Wiñaypacha - Óscar Catacora (2017)


Esta tragedia peruana con apariencia de documental y fotografía alucinante, disponible en Netflix, nos recuerda que somos seres sociales, que somos frágiles y que requerimos de otros para sobrevivir. Además muestra de manera simple lo distanciado que estamos de la naturaleza, el abandono de los viejos y la obsesión por lo nuevo. La pareja formada por Willka y Phaxsi, hombre y mujer, hablantes de Aymara, viven en la región del Puno en los Andes, entre las cimas de roca y nieve. Y estamos viendo su vida cotidiana y el modo en que se transforma. Quizá la película no cuenta algo nuevo, pero lo que hace de la manera más cruel posible es echar a andar nuestra mente. En mi caso, una especie de vergüenza comenzó a formarse cuando veía que la pareja se siente abandonada por su hijo. Ese abandono es doble. Por una parte, lo físico, la ausencia; por otra, lo espiritual, el abandono de la lengua, los conocimientos, las tradiciones y todo el pasado indígena. 

Los viejos protagonistas cuidan la tierra, las plantas y los animales, encienden el fuego, preparan sus alimentos, tejen sus ropas, consideran sagrados algunos días y realizan ofrendas, son casi autosuficientes. El sitio en el que viven es hermoso pero no es un paseo por el parque, les exige pesado trabajo físico a diario.

La percepción y las ideas comienzan a chocar. Por una parte, el lugar podría considerarse el paraíso, ellos son Adán y Eva muriendo de viejos abandonados por Caín. Viven fuera del tiempo, en la eternidad. La única tecnología que necesitan es una caja de fósforos. Son ricos en conocimientos y cultura. De hecho, me sorprende que nadie quiera robarles su tierra y sus animales.

Sin embargo, parte de mi cerebro los veía como pobres, con ese prejuicio que nace de vivir en una ciudad y pensar que cuando menos les hace falta luz eléctrica, impermeabilízate, cemento, un molino y calefacción.
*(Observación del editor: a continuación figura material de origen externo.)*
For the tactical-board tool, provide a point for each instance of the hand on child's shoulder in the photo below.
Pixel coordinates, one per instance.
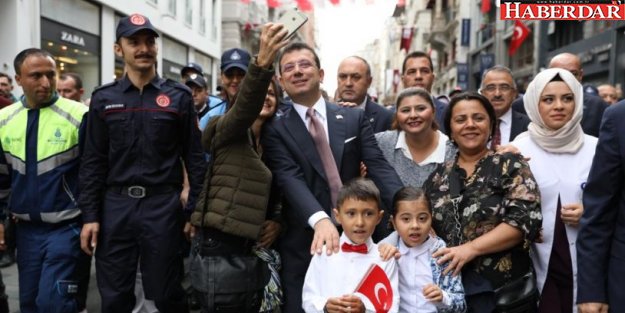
(388, 251)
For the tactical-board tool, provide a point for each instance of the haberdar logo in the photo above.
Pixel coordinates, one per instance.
(163, 101)
(562, 10)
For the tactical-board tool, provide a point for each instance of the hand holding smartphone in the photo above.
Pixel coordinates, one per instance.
(292, 21)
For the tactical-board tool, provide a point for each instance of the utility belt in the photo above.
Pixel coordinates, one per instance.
(138, 192)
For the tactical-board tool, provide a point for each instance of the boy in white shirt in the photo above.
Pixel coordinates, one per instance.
(331, 281)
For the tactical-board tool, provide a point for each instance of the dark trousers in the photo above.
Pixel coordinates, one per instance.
(148, 231)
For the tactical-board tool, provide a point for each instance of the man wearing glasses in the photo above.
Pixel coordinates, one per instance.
(500, 89)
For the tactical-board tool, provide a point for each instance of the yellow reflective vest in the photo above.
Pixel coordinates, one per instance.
(39, 160)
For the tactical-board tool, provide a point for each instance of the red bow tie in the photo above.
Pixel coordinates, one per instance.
(361, 248)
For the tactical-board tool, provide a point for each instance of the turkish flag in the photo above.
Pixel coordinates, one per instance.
(518, 36)
(304, 5)
(377, 288)
(273, 4)
(406, 38)
(485, 6)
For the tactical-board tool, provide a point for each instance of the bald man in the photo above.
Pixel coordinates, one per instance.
(353, 81)
(607, 92)
(593, 105)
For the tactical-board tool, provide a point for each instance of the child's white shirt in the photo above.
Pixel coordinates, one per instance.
(340, 273)
(415, 273)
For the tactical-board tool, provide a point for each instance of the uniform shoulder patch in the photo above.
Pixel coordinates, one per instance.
(111, 84)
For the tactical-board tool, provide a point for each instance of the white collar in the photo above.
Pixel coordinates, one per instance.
(319, 106)
(437, 156)
(506, 118)
(418, 250)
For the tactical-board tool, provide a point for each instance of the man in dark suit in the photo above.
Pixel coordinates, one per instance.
(301, 171)
(418, 71)
(353, 81)
(593, 105)
(601, 238)
(500, 89)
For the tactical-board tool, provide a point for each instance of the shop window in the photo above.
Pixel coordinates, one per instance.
(171, 7)
(188, 13)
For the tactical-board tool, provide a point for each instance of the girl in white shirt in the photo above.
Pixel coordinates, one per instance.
(422, 285)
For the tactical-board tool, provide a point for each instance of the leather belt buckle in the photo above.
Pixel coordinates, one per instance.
(136, 192)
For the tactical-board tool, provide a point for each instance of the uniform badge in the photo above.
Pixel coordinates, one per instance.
(163, 101)
(137, 19)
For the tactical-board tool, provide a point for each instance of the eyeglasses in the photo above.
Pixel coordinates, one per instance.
(303, 65)
(502, 88)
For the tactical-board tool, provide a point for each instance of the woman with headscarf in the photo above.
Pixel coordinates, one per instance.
(560, 158)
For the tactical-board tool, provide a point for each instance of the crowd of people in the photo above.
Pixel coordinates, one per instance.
(458, 200)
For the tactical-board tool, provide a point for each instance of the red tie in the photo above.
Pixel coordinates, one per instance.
(361, 248)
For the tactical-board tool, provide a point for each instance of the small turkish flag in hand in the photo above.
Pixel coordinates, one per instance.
(518, 36)
(377, 288)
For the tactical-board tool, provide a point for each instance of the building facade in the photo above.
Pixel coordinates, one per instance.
(80, 34)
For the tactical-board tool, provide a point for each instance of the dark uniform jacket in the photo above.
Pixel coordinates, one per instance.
(239, 186)
(139, 138)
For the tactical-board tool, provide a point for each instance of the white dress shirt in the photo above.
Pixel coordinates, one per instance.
(321, 114)
(437, 156)
(415, 273)
(340, 274)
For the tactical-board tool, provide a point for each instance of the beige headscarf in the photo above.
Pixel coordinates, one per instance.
(570, 137)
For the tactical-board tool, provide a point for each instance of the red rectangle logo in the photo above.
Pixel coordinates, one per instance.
(562, 10)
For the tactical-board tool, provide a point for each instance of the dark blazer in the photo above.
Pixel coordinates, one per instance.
(591, 119)
(298, 172)
(519, 124)
(601, 238)
(379, 117)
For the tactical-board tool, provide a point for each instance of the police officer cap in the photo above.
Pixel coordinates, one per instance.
(196, 80)
(235, 58)
(129, 25)
(192, 66)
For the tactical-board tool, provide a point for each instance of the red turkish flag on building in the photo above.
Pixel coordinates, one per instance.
(406, 38)
(377, 288)
(518, 36)
(273, 4)
(485, 6)
(304, 5)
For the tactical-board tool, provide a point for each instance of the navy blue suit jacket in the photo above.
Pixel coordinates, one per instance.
(601, 238)
(591, 119)
(379, 117)
(293, 159)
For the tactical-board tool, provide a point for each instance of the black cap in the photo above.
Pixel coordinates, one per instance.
(192, 66)
(129, 25)
(235, 58)
(197, 80)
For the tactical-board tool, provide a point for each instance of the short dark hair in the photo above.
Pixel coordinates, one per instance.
(414, 55)
(75, 77)
(470, 95)
(362, 189)
(410, 92)
(501, 69)
(368, 73)
(19, 59)
(7, 76)
(296, 46)
(410, 193)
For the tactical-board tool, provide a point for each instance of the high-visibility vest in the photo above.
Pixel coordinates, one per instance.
(39, 160)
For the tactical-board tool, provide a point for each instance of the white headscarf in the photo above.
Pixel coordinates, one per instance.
(570, 137)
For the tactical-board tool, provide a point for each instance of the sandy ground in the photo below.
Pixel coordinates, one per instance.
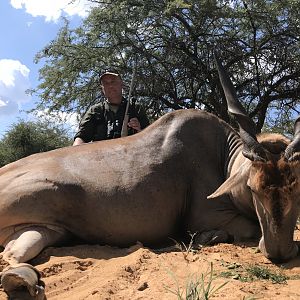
(103, 272)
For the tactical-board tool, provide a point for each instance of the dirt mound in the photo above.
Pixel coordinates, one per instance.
(103, 272)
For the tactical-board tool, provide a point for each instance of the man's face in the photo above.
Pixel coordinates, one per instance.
(112, 88)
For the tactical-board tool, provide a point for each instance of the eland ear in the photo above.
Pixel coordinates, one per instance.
(234, 182)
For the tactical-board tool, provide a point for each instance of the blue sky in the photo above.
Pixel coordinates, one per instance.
(26, 26)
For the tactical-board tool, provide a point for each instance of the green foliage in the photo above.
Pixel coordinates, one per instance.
(197, 287)
(173, 43)
(265, 273)
(25, 138)
(253, 272)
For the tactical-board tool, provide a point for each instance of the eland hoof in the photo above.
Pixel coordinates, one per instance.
(22, 282)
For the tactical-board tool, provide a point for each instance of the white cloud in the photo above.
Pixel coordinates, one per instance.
(14, 82)
(69, 121)
(53, 9)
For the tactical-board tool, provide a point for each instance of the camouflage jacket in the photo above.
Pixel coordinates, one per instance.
(101, 123)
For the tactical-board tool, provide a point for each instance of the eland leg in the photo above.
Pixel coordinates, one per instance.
(21, 280)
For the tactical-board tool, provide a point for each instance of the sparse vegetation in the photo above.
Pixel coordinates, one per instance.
(251, 273)
(265, 273)
(186, 249)
(197, 287)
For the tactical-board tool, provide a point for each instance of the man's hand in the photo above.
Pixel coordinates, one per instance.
(78, 141)
(134, 123)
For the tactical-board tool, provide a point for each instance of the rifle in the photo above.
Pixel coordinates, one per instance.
(124, 131)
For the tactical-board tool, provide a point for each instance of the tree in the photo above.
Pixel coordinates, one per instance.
(173, 44)
(25, 138)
Obviamente ellos no necesitan nada de eso, sólo requieren un poco de ayuda, un poco de fuerza.

La muerte anda rondando a los viejos y ellos leen su presencia en rituales que les dicen lo que ya saben. En la mayor parte de los diálogos, las palabras sólo refuerzan lo que los gestos indican. Sólo aportan cuando se trata de hacernos saber que la gente considera incorrecto hablar Aymara o que su hijo está en la ciudad.

El final es salvaje. Me hizo recordar que un libro sobre la vida de los pueblos Inuit, una vieja sin dientes se siente inútil y se aparta del grupo para entregar su cuerpo a un oso polar. Si el final no te hace bola el corazón es porque nunca tuviste uno. (Ab.)